Senate President Stephen M. Sweeney and Assembly Speaker Sheila Y. Oliver on Thursday announced the Democratic-controlled Legislature will approve legislation on Jan. 9 to extend federal unemployment benefits to longtime unemployed New Jerseyans.
With New Jersey’s unemployment rate still hovering around 9 percent and 15,000 individuals applying for benefits last week, Sweeney (D-Gloucester) and Oliver (D-Essex) said they welcome the federal extension to help New Jerseyans trying to find work.
The legislation, which is being drafted, would implement the option provided under legislation signed by President Obama last week, which will extend federal unemployment insurance (UI) benefits until Feb. 29, two months after they were set to expire.
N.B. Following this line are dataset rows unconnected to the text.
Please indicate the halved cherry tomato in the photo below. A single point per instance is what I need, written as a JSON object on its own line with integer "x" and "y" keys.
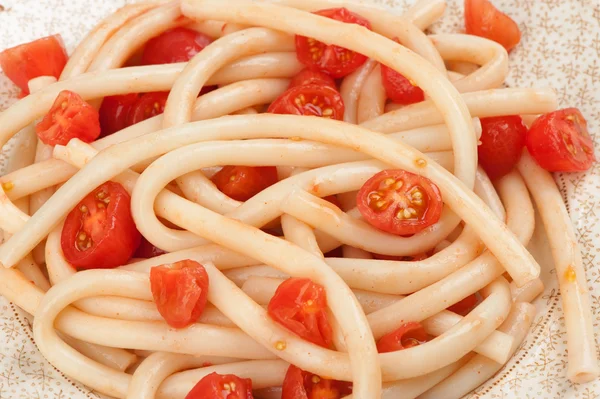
{"x": 114, "y": 111}
{"x": 301, "y": 306}
{"x": 406, "y": 336}
{"x": 560, "y": 142}
{"x": 70, "y": 117}
{"x": 400, "y": 202}
{"x": 485, "y": 20}
{"x": 502, "y": 142}
{"x": 217, "y": 386}
{"x": 179, "y": 291}
{"x": 147, "y": 106}
{"x": 400, "y": 89}
{"x": 300, "y": 384}
{"x": 310, "y": 77}
{"x": 334, "y": 60}
{"x": 99, "y": 233}
{"x": 310, "y": 100}
{"x": 42, "y": 57}
{"x": 175, "y": 45}
{"x": 464, "y": 306}
{"x": 244, "y": 182}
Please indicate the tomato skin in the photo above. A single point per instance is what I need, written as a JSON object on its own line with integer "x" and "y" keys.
{"x": 175, "y": 45}
{"x": 99, "y": 233}
{"x": 180, "y": 291}
{"x": 218, "y": 386}
{"x": 385, "y": 201}
{"x": 70, "y": 117}
{"x": 310, "y": 77}
{"x": 114, "y": 112}
{"x": 42, "y": 57}
{"x": 299, "y": 384}
{"x": 502, "y": 143}
{"x": 310, "y": 100}
{"x": 334, "y": 60}
{"x": 406, "y": 336}
{"x": 301, "y": 306}
{"x": 484, "y": 20}
{"x": 560, "y": 142}
{"x": 244, "y": 182}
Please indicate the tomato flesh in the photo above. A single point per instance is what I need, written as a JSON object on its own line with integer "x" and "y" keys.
{"x": 299, "y": 384}
{"x": 485, "y": 20}
{"x": 333, "y": 60}
{"x": 70, "y": 117}
{"x": 99, "y": 233}
{"x": 42, "y": 57}
{"x": 502, "y": 143}
{"x": 218, "y": 386}
{"x": 301, "y": 306}
{"x": 406, "y": 336}
{"x": 175, "y": 45}
{"x": 243, "y": 182}
{"x": 310, "y": 100}
{"x": 560, "y": 142}
{"x": 179, "y": 291}
{"x": 400, "y": 202}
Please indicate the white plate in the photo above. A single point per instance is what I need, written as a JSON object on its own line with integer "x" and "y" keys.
{"x": 560, "y": 49}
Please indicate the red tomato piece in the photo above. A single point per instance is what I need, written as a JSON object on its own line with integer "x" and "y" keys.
{"x": 179, "y": 291}
{"x": 485, "y": 20}
{"x": 244, "y": 182}
{"x": 42, "y": 57}
{"x": 334, "y": 60}
{"x": 99, "y": 233}
{"x": 175, "y": 45}
{"x": 114, "y": 111}
{"x": 147, "y": 106}
{"x": 406, "y": 336}
{"x": 310, "y": 77}
{"x": 217, "y": 386}
{"x": 310, "y": 100}
{"x": 299, "y": 384}
{"x": 502, "y": 143}
{"x": 560, "y": 142}
{"x": 400, "y": 202}
{"x": 70, "y": 117}
{"x": 301, "y": 306}
{"x": 464, "y": 306}
{"x": 400, "y": 89}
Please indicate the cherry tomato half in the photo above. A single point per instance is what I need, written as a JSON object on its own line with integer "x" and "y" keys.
{"x": 42, "y": 57}
{"x": 485, "y": 20}
{"x": 99, "y": 233}
{"x": 217, "y": 386}
{"x": 406, "y": 336}
{"x": 334, "y": 60}
{"x": 299, "y": 384}
{"x": 310, "y": 77}
{"x": 244, "y": 182}
{"x": 502, "y": 143}
{"x": 301, "y": 306}
{"x": 175, "y": 45}
{"x": 400, "y": 202}
{"x": 70, "y": 117}
{"x": 179, "y": 291}
{"x": 310, "y": 100}
{"x": 560, "y": 142}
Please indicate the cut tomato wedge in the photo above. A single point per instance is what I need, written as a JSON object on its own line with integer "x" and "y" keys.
{"x": 180, "y": 291}
{"x": 42, "y": 57}
{"x": 99, "y": 233}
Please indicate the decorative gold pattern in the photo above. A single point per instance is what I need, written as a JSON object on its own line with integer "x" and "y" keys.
{"x": 560, "y": 49}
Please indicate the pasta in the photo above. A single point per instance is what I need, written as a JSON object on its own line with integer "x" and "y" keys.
{"x": 252, "y": 230}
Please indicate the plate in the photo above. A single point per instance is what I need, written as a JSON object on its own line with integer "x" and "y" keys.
{"x": 560, "y": 49}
The Legislature unanimously passed similar legislation (S-2680/A-3795) earlier this year after the federal government extended UI benefits until Tuesday. The legislation was signed by Gov. Chris Christie in April. Sweeney and Oliver said the new legislation that will be introduced will include a trigger that will automatically extend the benefits at the state level should the federal government extend them again at any future date.
The continuation of benefits will incur no costs to New Jersey’s unemployment fund or employers in the state because the federal act provides 100 percent federal funding of the benefits throughout the extension.
"With thousands of New Jerseyans still desperately seeking work, ensuring they can take full advantage of the extended federal benefit is the right thing to do," Sweeney said. "Not only will these benefits keep the unemployed and their families afloat during this difficult period, but they are also the best form of economic stimulus. This is money that goes right back into the economy."
“With the economy only showing intermittent signs of recovery, the federal extension of unemployment benefits is a life-saver for many New Jersey families,” Oliver said. “Businesses, while signaling that they intend to start hiring in the New Year, have yet to do so in a healthy enough dose to make a considerable dent in our statewide unemployment rate, making the extension of these benefits all the more imperative.”
Sweeney and Oliver said they hope to have the legislation ready for introduction when both houses reconvene on Jan. 5.